Before Zinni's trip, U.S. officials expressed hope that there would be sufficient reduction in violence to warrant a beginning of the Tenet work plan to combat terrorism, which actually includes several provisions of the Mitchell Plan (including the lifting of West Bank roadblocks); each plan is designed to build confidence between Israelis and Palestinians. CIA director George Tenet originally put the plan forward at a U.S.-backed summit in Sharm el-Sheikh in October 2000, and then again during his visit to the region in June 2001. During yesterday's Knesset appearance, Ben-Eliezer noted that the level of violence is at its lowest since the beginning of the al-Aqsa intifada in September 2000; there have been absolutely no attacks over the last two days. Some in Israel have pointed to this quiet period as evidence that Arafat is capable of stopping violence against Israel if he so chooses. At the same time, Ben-Eliezer said that the PA has arrested only ten of the thirty-three alleged terrorists on the list that Zinni presented to them recently.

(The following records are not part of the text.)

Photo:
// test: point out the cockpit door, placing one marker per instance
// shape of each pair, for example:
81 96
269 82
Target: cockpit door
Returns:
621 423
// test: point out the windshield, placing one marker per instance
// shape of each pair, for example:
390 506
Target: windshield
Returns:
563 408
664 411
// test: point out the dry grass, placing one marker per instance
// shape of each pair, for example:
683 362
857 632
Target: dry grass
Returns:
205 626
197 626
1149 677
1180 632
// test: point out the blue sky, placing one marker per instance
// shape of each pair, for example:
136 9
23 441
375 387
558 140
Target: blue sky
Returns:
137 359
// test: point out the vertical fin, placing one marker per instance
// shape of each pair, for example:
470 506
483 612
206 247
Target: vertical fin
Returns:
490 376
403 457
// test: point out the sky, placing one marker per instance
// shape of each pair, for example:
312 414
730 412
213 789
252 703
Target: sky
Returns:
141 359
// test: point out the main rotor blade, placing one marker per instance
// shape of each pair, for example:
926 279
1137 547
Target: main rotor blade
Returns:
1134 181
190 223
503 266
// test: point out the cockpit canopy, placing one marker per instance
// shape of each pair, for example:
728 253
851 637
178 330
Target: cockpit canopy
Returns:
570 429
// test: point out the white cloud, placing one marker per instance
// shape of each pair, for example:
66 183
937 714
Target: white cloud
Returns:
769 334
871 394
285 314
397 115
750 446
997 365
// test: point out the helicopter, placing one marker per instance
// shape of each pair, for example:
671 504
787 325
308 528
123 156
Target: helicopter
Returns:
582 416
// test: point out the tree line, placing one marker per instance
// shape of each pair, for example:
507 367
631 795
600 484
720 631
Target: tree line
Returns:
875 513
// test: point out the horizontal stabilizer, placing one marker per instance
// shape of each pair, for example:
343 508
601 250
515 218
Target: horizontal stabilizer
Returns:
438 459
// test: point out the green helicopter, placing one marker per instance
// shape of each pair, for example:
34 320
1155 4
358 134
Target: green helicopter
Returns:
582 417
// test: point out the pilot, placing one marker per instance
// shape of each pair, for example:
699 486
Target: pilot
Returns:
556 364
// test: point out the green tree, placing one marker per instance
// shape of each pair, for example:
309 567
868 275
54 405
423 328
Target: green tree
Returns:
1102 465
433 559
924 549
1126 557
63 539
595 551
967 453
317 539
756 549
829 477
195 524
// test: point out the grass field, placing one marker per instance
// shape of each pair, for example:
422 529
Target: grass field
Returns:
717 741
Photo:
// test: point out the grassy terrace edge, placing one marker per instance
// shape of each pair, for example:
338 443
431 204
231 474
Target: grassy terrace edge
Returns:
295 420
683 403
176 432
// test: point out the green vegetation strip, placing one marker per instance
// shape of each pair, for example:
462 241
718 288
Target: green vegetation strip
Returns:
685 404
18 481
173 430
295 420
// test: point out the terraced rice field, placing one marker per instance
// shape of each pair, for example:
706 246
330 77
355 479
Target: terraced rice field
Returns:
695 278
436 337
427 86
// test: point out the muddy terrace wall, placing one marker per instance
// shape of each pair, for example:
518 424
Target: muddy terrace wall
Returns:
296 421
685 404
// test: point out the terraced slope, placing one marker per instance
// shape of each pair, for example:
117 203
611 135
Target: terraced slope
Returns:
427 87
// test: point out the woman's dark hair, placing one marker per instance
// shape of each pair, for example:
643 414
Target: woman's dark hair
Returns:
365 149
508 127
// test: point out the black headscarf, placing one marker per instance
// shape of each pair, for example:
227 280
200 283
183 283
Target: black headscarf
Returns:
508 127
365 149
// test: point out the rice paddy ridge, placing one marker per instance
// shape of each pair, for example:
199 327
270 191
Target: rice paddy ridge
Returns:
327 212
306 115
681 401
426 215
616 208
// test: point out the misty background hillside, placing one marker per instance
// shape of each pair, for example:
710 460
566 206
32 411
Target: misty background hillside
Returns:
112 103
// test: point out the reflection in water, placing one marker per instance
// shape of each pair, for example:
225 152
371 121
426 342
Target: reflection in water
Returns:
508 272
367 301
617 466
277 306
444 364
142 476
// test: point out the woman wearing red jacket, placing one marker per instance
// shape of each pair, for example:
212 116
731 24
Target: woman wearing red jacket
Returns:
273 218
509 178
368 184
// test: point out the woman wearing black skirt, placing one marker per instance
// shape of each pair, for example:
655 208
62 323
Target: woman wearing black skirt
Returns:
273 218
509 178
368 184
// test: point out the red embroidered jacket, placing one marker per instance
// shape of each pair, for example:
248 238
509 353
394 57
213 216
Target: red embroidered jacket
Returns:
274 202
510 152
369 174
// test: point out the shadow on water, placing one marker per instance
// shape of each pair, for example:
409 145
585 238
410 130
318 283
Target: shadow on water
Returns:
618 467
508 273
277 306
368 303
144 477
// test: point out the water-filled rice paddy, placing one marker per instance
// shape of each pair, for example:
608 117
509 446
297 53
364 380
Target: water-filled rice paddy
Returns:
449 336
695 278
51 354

Confiscation of illegal weaponry belonging to Palestinian renegade factions has been one of the most ignored subjects of the Oslo process, with efforts largely confined to the episodic gathering of a few pistols. The latest incident, however, could allow the United States and others to throw fresh focus on this issue. Other issues have come into play as well. For example, some wonder if the muted U.S. reaction is born of a desire to avoid confrontation with Tehran at a time when Washington is considering an attack against Iraq as part of the war on terrorism.
Implications for Iran
Notwithstanding official Iranian denial of involvement in the incident, the Karine-A affair raises the prospect of strong links between Iran and the PA—not just between Tehran and the Palestinian Islamic Jihad (PIJ), which U.S. officials see as simply an arm of Iranian intelligence. Iran has never supplied arms to the PA in the past, and this incident would therefore indicate a turning point. On December 14, former Iranian president Hashemi Rafsanjani called on his country to use nuclear weapons—which it is currently developing with the aid of Russia—to wipe out Israel. Moreover, Iran remains listed in the State Department's "Patterns of Global Terrorism" report as the primary supporter of terrorism today.
Implications for Hizballah
Akkawi's reference to Hizballah's logistical support for the weapons shipment is the latest piece of evidence that the group seeks to support Palestinian terrorism now that Israel is out of southern Lebanon. Hizballah has been training Palestinians who are engaged in violence, and its satellite station Al-Manar has been exhorting Palestinians to engage in suicide attacks against Israel. In the wake of the arms seizure, Israel has called on the European Union to add Hizballah to its terrorism list, just as it added Hamas and PIJ in the wake of December's burst of suicide bombings against Israel.
David Makovsky is a senior fellow at The Washington Institute.